Cloudflare I do know rather less about their internals, however everybody I’ve talked to loves them and my very own expertise has been nice. They do a variety of issues nicely and appear to have a powerful tradition.
63% index funds.
Principally US whole market, about 15% worldwide, zero bonds. Boring and intentional. I’m working to extend worldwide publicity a bit—worldwide shares ripped this yr and I feel there’s nonetheless room on a valuation foundation, plus it’s good diversification. However the core is easy: broad market index funds, low charges, maintain without end.
12% crypto.
Primarily Bitcoin and Ethereum. Nonetheless imagine within the unique thesis as a non-institutional retailer of worth and a hedge in opposition to authorities financial coverage gone improper.
That stated, it’s a bit unnerving that it’s performing extra like a danger asset than digital gold currently. Gold was up 70%+ over the past 12 months. Bitcoin hasn’t saved tempo, which is unusual for one thing that’s presupposed to be “digital gold.”
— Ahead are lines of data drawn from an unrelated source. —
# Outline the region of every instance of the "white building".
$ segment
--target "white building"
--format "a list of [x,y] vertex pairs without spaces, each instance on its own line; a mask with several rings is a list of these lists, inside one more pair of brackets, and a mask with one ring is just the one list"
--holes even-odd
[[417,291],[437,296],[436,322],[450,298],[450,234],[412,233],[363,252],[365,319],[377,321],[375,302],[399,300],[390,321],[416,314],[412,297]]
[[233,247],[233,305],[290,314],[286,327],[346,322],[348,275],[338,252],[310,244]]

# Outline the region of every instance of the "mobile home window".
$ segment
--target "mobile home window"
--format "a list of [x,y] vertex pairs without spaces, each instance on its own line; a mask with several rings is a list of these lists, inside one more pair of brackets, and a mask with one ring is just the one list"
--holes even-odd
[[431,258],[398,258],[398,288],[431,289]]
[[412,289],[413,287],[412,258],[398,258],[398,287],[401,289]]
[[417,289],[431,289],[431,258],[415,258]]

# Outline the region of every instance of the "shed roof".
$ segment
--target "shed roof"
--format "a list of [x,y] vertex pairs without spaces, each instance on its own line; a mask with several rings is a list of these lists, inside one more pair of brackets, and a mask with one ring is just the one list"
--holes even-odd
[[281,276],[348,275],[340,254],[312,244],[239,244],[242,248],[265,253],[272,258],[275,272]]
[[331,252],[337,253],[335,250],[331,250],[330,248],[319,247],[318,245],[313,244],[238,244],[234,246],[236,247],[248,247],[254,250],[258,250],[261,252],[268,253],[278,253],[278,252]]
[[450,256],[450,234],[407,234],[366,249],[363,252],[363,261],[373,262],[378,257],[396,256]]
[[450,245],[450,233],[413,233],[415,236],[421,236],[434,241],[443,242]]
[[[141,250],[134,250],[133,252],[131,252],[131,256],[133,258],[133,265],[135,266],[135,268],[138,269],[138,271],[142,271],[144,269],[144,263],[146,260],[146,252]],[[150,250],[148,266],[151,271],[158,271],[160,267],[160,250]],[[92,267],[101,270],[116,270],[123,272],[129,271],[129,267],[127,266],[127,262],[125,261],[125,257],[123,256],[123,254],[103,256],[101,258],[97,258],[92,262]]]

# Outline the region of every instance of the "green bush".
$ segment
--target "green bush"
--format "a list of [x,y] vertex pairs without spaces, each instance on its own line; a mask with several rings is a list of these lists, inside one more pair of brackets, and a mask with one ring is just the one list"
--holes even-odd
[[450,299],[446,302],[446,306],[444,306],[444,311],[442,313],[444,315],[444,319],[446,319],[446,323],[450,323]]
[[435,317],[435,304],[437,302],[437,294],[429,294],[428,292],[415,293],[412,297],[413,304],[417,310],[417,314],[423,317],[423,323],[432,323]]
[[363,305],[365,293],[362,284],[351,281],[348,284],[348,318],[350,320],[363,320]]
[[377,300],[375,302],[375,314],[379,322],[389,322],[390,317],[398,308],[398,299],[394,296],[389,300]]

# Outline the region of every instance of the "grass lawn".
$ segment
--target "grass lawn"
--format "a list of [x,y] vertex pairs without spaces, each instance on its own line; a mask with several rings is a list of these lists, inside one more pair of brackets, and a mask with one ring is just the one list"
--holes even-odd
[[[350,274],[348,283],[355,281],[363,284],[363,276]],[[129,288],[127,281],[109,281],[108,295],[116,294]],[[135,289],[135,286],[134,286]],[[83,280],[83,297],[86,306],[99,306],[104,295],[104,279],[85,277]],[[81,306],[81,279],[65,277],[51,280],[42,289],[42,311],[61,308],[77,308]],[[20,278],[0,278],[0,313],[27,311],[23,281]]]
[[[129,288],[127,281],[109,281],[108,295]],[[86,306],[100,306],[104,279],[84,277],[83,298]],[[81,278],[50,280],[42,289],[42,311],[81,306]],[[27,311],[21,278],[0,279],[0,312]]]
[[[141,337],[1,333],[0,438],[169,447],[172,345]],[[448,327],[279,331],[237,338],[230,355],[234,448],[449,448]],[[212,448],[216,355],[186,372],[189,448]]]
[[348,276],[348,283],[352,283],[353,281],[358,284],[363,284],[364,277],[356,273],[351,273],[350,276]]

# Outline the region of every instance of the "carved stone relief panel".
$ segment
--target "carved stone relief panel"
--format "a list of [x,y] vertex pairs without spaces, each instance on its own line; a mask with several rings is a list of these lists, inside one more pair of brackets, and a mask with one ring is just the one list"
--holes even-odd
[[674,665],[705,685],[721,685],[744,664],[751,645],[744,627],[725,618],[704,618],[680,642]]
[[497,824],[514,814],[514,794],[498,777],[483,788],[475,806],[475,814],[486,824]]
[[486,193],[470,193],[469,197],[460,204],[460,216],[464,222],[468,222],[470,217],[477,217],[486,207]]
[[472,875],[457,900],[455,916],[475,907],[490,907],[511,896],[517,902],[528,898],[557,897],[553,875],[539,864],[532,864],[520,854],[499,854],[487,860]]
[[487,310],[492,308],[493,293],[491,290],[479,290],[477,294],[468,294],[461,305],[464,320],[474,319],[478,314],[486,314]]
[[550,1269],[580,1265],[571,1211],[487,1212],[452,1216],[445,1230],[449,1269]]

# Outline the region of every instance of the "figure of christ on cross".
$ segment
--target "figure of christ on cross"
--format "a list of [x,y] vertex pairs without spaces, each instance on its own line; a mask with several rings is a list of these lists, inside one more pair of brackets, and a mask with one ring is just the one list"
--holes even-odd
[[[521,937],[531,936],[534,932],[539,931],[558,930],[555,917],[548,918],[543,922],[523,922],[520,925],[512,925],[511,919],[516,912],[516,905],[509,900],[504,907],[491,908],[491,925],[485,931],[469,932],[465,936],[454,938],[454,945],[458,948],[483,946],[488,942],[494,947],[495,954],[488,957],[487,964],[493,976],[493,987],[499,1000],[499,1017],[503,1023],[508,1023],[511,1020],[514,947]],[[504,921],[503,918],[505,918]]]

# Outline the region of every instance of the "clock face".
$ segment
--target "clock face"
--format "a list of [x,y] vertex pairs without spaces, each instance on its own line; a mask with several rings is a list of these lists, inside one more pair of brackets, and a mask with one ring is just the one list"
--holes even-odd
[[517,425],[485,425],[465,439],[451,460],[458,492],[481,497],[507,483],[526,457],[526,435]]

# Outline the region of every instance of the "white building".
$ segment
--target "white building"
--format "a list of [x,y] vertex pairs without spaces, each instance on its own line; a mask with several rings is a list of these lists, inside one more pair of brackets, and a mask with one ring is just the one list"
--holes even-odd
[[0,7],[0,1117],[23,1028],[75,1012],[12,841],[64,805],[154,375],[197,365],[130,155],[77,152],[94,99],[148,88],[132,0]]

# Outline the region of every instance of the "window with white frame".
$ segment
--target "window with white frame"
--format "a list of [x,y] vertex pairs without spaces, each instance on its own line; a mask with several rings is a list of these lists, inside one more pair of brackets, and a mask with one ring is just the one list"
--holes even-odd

However I like the basics long-term, I’ve some features I don’t wish to take the tax hit on, and it’s a significant diversification play as an anti-institutional hedge. The extra establishments purchase it and the larger it will get, the decrease the upside and extra volatility—however I’m nonetheless holding.
11% actual property.
One rental property. Actually not an amazing pure funding—extra a home we love that we’re renting out till we resolve what to do with it.
Establishing and operating an Airbnb for the previous 4 months has given me a brand new appreciation for the way a lot work short-term leases are, even with another person managing it. It’s additionally made me respect what a great deal Airbnb is as a traveler—stroll in, use it for just a few days, pay, and depart with out coping with any of the complications.
9% money.
I like having a cushion, particularly with markets at all-time highs. Half of that is earmarked for a “large bets” fund—ready for one or two high-conviction alternatives the place I can wager meaningfully. Searching for these in 2026.
Lower than 1% personal investments.
Three small bets on founders I imagine in: IntelliGems, Postpilot, and Kanpai Meals. All three have constructed nice firms.
I haven’t put a ton of cash to work on the personal aspect. It’s fascinating when you may have area experience and get alternatives with folks you belief, however it’s a small a part of the general portfolio.
Two Sells This 12 months
Tesla. I held Tesla for about 4 years. Good run. However I offered this yr for just a few causes.
My unique thesis was the product—the automobile was so good and other people have been so pleased with it. However the firm appears to be shifting from being a automobile firm to an enormous wager on robotics, self-driving, and automatic taxis. Not that these gained’t work, however my unique thesis has modified and I haven’t achieved the homework to guage if these different issues are value a trillion-plus valuation.
There’s additionally rising key man danger with Elon. He’s getting older, has labored insanely exhausting his complete life, and is spreading himself throughout a number of firms. That danger grows yearly.
At a trillion-plus valuation with my unique thesis modified, felt like a great time to exit.
Airbnb. This was one in all my worst choices just lately. I made a knee-jerk funding—heard it beneficial by somebody and acquired it as a result of I wasn’t positive what else to do with the cash. Basic mistake.
I held it for six to 12 months, broke roughly even, and offered. After organising my very own Airbnb this yr, I spotted I’m not as bullish on the corporate as I assumed. They’re not horrible, however they’ve been lackluster in progress for years and I’m unsure what the catalyst for change is.
The largest lesson: don’t make 5-out-of-10 conviction bets on particular person shares. In the event you don’t have excessive conviction, simply put it in an index fund.

That’s the Baseline
I’ll report again on the finish of the yr on how this carried out vs. the S&P.